An IT expert dubbed the ‘king of ticket touts’ after making millions by selling overpriced tickets for gigs and other events has bought a £1million five-bedroom mansion with the proceeds.
Andrew Newman’s identity was unveiled when Viagogo was forced by a court order to name the biggest sellers on its books.
His new countryside home in West Lothian, bought in October last year, includes a triple car garage, a heated balcony, three acres of garden, and a stable block with a separate paddock.
Andrew Newman bought this mansion in October last year after earning millions from selling tickets on Viagogo. Image undated
The property includes this spectacular set-piece kitchen on the downstairs floor
Claire Turnham MBE, who was instrumental in campaigning for Viagogo to reveal its biggest earners, told the Daily Record: ‘Clearly there’s a lot of money to be made from fleecing people via industrial scale ticket touting.
‘To see such vast displays of wealth is galling and stomach turning to those who have suffered because of it.’
In many cases Mr Newman sold tickets for hundreds or pounds more than their original value.
Mr Newman’s fiancée, Melanie Rein, has boasted about their luxury lifestyle on Facebook.
This includes how her future husband wooed her by buying ringside tickets for WWE wrestling shows before going on a luxury break to Dubai.
Viagogo had to publish the names and address of touts who sold more than 100 tickets a year by last Friday.
Andrew Newman’s identity was unveiled when Viagogo was forced by a court order to name the biggest sellers on its books. He is seen with his fiancee, Melanie Rein
Another view of the kitchen in Mr Newman’s new home, which appears to include three ovens
Viagogo said it had already met the deadline and is ‘now compliant’.
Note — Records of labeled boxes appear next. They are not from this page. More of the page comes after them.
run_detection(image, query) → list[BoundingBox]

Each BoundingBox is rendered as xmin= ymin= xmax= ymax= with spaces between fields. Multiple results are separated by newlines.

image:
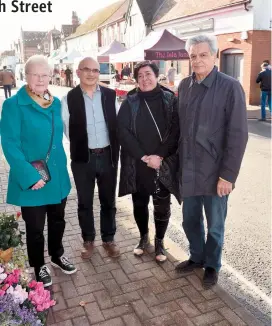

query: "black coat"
xmin=117 ymin=87 xmax=180 ymax=202
xmin=256 ymin=69 xmax=271 ymax=92
xmin=178 ymin=67 xmax=248 ymax=197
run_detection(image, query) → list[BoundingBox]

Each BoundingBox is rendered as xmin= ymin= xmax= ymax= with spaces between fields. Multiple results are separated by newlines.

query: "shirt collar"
xmin=80 ymin=84 xmax=100 ymax=95
xmin=190 ymin=66 xmax=218 ymax=88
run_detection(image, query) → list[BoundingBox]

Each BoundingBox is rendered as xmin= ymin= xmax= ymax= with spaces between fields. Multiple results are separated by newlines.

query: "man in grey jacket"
xmin=176 ymin=35 xmax=248 ymax=288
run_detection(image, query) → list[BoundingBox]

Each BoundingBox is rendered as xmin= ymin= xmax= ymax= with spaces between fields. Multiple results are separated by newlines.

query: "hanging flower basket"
xmin=0 ymin=248 xmax=13 ymax=263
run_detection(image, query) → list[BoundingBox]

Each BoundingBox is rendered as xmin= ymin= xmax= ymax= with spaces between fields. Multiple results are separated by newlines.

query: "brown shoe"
xmin=103 ymin=241 xmax=120 ymax=257
xmin=81 ymin=241 xmax=94 ymax=259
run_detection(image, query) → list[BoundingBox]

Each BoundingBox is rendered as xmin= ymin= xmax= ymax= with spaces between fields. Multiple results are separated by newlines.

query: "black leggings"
xmin=132 ymin=185 xmax=171 ymax=239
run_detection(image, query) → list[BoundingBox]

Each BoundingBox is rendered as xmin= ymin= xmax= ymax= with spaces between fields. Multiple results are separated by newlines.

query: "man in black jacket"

In November, the UK Competition and Markets Authority told the Switzerland-based company it must overhaul the way it does business to protect consumers under a High Court order.
Under the order, Viagogo must also warn buyers if the tickets are subject to a ban on resale that might lead to them being turned away at the door, and publish information such as the face value of tickets and the seat number.
It must also not give misleading information about the availability and popularity of tickets, which the CMA said had the potential to lead to customers rushing into making a buying decision or making the wrong choice.
The order will also make it easier for consumers to get their money back under Viagogo’s guarantee when things go wrong and ensure that the site does not repeat historic failures to make its customers aware of the face value of tickets, the watchdog said.
One of the bathrooms inside the house, complete with a walk-in shower and a huge bathtub
The five-bedroom house includes a triple car garage, a heated balcony, three acres of garden, and a stable block with a separate paddock
CMA chief executive Andrea Coscelli said: ‘From midnight tonight, several major secondary ticketing websites, including Viagogo, must have made changes to comply with consumer protection law.
‘This follows CMA enforcement action and is an important milestone in ensuring people know what they are getting before buying from a resale site.
‘Reviews will now take place so we can be clear they are doing everything expected of them. We will not hesitate to take further action if any of the sites fail to meet their obligations.’
The CMA began enforcement action against four secondary ticketing websites last November, with three of them – Stub Hub, GETMEIN! and Seatwave – committing to change their business practices.
Viagogo said: ‘We are a marketplace and don’t buy or sell tickets. Viagago provides a platform for third party sellers to sell tickets to event goers.
‘Viagogo does not set ticket prices, sellers set their own prices, which may be above or below the original face value.
‘The tickets sold on Viagogo’s platform are genuine tickets that have been sold on by the original ticket purchaser in good faith.’